3.De vordering van de officier van justitie

De officier van justitie heeft gevorderd dat verdachte voor het onder 2 tenlastegelegde integraal wordt vrijgesproken. Daarnaast heeft de officier van justitie gevorderd dat verdachte voor de onder 1 meer subsidiair tenlastegelegde openlijke geweldpleging wordt veroordeeld tot een taakstraf bestaande uit een werkstraf voor de duur van 40 uren, subsidiair 20 dagen jeugddetentie, met aftrek van de tijd die verdachte in verzekering heeft doorgebracht.
De officier van justitie heeft daarnaast hoofdelijke toewijzing gevorderd van de vordering van de benadeelde partij [slachtoffer 1] tot een bedrag van € 2.200,00, te vermeerderen met de wettelijke rente.

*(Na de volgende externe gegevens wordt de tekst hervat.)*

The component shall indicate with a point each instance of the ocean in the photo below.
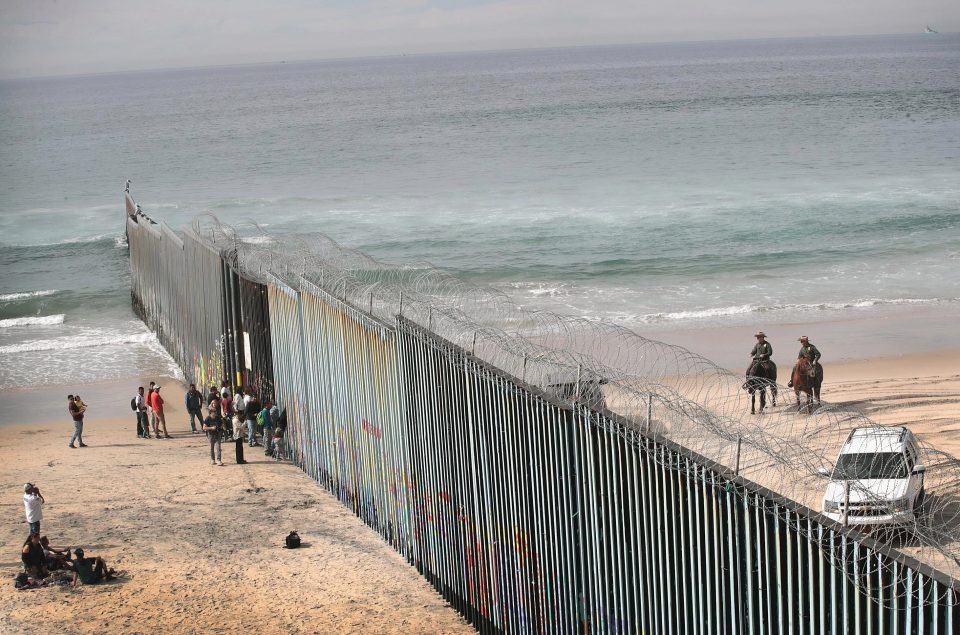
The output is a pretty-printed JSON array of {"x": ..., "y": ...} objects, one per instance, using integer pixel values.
[{"x": 670, "y": 188}]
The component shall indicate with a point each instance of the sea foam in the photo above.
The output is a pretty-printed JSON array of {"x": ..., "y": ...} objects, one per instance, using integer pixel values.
[
  {"x": 93, "y": 338},
  {"x": 23, "y": 295},
  {"x": 40, "y": 320}
]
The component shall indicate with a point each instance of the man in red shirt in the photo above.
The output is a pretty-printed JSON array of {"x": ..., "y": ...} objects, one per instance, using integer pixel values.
[{"x": 161, "y": 420}]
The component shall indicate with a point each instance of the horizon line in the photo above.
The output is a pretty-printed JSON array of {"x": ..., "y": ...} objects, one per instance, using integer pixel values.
[{"x": 335, "y": 58}]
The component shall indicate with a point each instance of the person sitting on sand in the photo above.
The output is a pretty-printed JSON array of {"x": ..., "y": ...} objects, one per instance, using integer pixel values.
[
  {"x": 55, "y": 557},
  {"x": 238, "y": 429},
  {"x": 32, "y": 557},
  {"x": 90, "y": 570}
]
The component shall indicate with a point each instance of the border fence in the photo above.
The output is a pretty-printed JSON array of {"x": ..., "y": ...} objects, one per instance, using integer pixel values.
[{"x": 530, "y": 510}]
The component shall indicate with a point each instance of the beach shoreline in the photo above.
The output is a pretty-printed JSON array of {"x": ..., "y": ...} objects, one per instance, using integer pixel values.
[{"x": 180, "y": 526}]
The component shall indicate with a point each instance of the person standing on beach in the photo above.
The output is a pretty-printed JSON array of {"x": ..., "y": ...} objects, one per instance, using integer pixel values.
[
  {"x": 158, "y": 412},
  {"x": 143, "y": 425},
  {"x": 252, "y": 408},
  {"x": 238, "y": 426},
  {"x": 151, "y": 415},
  {"x": 213, "y": 425},
  {"x": 192, "y": 402},
  {"x": 33, "y": 505},
  {"x": 266, "y": 416},
  {"x": 76, "y": 413}
]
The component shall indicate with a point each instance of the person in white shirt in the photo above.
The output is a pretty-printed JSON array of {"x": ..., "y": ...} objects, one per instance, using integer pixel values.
[{"x": 33, "y": 504}]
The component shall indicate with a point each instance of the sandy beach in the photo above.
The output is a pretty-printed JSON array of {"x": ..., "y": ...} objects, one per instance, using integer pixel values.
[{"x": 202, "y": 543}]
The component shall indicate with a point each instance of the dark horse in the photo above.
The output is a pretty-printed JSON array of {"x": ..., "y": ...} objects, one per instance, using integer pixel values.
[
  {"x": 760, "y": 376},
  {"x": 807, "y": 378}
]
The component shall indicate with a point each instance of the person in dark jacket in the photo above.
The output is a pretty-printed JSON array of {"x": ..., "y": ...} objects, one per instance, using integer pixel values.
[
  {"x": 213, "y": 425},
  {"x": 192, "y": 401},
  {"x": 32, "y": 556}
]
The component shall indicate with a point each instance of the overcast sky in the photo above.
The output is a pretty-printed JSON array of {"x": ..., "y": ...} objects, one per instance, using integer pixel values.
[{"x": 51, "y": 37}]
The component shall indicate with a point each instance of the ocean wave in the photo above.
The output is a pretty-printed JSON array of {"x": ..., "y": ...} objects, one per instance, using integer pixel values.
[
  {"x": 95, "y": 338},
  {"x": 743, "y": 309},
  {"x": 23, "y": 295},
  {"x": 41, "y": 320},
  {"x": 109, "y": 238},
  {"x": 540, "y": 289},
  {"x": 258, "y": 240}
]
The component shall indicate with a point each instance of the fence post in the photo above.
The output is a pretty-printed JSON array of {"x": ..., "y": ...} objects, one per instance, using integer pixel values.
[{"x": 846, "y": 502}]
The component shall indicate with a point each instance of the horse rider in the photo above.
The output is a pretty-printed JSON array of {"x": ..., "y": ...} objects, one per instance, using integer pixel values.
[
  {"x": 762, "y": 350},
  {"x": 808, "y": 350}
]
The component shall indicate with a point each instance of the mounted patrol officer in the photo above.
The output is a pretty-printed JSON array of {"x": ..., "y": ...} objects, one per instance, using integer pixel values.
[
  {"x": 807, "y": 349},
  {"x": 762, "y": 350}
]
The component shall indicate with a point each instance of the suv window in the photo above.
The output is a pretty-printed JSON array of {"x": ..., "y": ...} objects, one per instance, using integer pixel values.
[{"x": 870, "y": 465}]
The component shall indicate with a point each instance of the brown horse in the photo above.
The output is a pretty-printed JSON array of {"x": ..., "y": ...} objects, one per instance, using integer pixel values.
[
  {"x": 807, "y": 378},
  {"x": 760, "y": 376}
]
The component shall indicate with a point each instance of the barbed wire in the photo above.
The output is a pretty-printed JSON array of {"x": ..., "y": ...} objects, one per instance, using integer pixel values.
[{"x": 790, "y": 447}]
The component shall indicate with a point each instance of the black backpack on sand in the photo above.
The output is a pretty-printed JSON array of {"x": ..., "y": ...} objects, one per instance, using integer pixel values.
[{"x": 292, "y": 541}]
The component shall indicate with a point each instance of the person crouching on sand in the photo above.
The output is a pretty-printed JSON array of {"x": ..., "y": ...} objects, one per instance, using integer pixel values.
[{"x": 90, "y": 570}]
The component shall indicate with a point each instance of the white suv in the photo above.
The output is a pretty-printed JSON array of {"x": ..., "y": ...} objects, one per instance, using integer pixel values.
[{"x": 877, "y": 479}]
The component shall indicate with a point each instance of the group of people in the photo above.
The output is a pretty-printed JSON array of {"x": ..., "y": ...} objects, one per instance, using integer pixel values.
[
  {"x": 149, "y": 408},
  {"x": 762, "y": 351},
  {"x": 42, "y": 561},
  {"x": 222, "y": 415}
]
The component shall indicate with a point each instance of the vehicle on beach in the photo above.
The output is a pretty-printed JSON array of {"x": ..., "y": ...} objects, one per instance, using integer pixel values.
[{"x": 877, "y": 479}]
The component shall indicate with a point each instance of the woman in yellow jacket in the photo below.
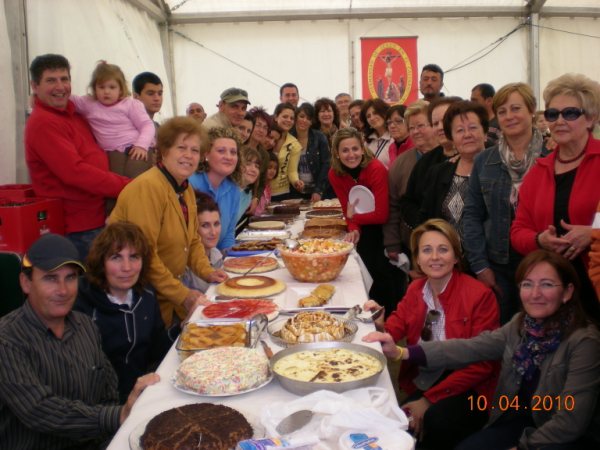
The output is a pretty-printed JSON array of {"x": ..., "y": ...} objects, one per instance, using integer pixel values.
[{"x": 162, "y": 203}]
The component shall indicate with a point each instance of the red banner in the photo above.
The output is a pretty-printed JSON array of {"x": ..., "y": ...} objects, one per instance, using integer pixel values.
[{"x": 389, "y": 69}]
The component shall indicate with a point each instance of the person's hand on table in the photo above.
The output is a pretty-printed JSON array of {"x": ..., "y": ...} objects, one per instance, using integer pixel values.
[
  {"x": 388, "y": 345},
  {"x": 138, "y": 154},
  {"x": 352, "y": 236},
  {"x": 393, "y": 255},
  {"x": 372, "y": 305},
  {"x": 579, "y": 237},
  {"x": 350, "y": 210},
  {"x": 193, "y": 300},
  {"x": 416, "y": 411},
  {"x": 549, "y": 240},
  {"x": 218, "y": 276},
  {"x": 142, "y": 383}
]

De officier van justitie heeft voorts gevorderd dat de vordering van de benadeelde partij [slachtoffer 2] niet-ontvankelijk dient te worden verklaard.

4.De voorvragen

De rechtbank heeft vastgesteld dat de dagvaarding geldig is, dat zij bevoegd is tot kennisneming van deze zaak, dat de officier van justitie ontvankelijk is in zijn vervolging en dat er geen redenen zijn voor schorsing van de vervolging.

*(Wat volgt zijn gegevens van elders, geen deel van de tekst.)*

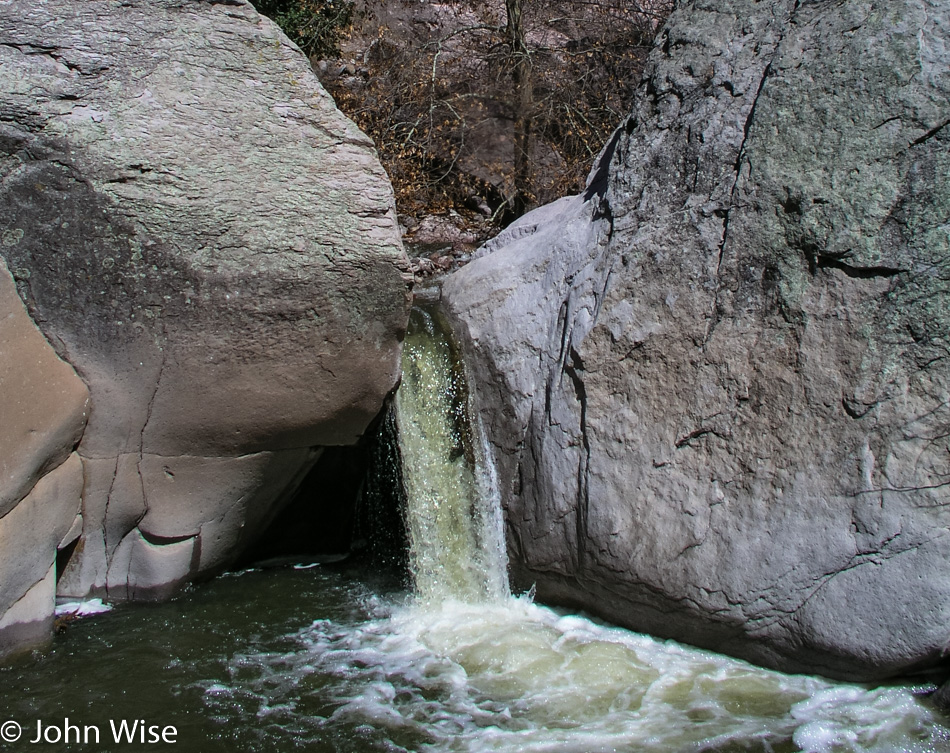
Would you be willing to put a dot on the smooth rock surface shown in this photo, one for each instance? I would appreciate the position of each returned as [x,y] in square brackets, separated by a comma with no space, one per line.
[213,247]
[717,385]
[30,535]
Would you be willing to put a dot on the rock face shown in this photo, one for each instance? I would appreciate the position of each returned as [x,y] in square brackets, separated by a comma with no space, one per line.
[213,247]
[718,384]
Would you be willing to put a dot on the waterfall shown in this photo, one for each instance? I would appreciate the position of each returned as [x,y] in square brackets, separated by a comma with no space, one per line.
[453,516]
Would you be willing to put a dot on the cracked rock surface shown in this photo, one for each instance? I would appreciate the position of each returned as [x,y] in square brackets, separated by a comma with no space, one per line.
[213,248]
[717,385]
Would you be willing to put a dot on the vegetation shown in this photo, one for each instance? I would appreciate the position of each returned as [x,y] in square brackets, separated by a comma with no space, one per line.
[484,107]
[317,26]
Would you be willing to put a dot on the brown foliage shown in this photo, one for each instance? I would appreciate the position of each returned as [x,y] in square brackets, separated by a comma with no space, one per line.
[450,92]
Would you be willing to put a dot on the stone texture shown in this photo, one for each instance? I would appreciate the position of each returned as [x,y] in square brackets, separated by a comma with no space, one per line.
[199,232]
[43,409]
[717,384]
[43,404]
[29,537]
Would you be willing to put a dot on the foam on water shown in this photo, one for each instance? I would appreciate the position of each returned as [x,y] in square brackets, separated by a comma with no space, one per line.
[515,676]
[463,666]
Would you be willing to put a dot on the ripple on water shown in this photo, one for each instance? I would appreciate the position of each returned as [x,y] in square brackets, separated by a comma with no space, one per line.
[514,676]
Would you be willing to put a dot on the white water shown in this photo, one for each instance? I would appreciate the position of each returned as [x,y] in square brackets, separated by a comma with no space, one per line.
[463,666]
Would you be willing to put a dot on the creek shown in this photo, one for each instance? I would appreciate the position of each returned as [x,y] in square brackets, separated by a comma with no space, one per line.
[342,658]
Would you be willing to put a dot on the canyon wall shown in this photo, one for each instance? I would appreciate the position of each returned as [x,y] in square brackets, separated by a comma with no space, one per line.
[717,385]
[209,253]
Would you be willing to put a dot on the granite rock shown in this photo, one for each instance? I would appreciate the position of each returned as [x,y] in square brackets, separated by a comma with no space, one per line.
[717,385]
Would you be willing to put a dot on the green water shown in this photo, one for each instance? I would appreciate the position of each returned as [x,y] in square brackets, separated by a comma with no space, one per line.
[334,658]
[162,663]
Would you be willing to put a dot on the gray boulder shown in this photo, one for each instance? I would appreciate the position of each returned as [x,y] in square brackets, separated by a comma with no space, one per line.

5. De beoordeling van het bewijs [1]
5.1
De standpunten van de officier van justitie en de verdediging
Het standpunt van de officier van justitie
De officier van justitie heeft zich op het standpunt gesteld dat verdachte integraal moet worden vrijgesproken van het onder 2 tenlastegelegde.
De officier van justitie heeft zich daarnaast op het standpunt gesteld dat de onder 1 meer subsidiair tenlastegelegde openlijke geweldpleging wettig en overtuigend bewezen kan worden verklaard. Uit de bewijsmiddelen – met name de camerabeelden, de aangifte, de verklaring van de getuigen en de verklaringen van verdachten – is naar het oordeel van de officier van justitie af te leiden dat verdachte op de openbare weg geweld heeft gepleegd tegen aangever [slachtoffer 1]. Verdachte heeft een significante en wezenlijke bijdrage geleverd aan het geweld.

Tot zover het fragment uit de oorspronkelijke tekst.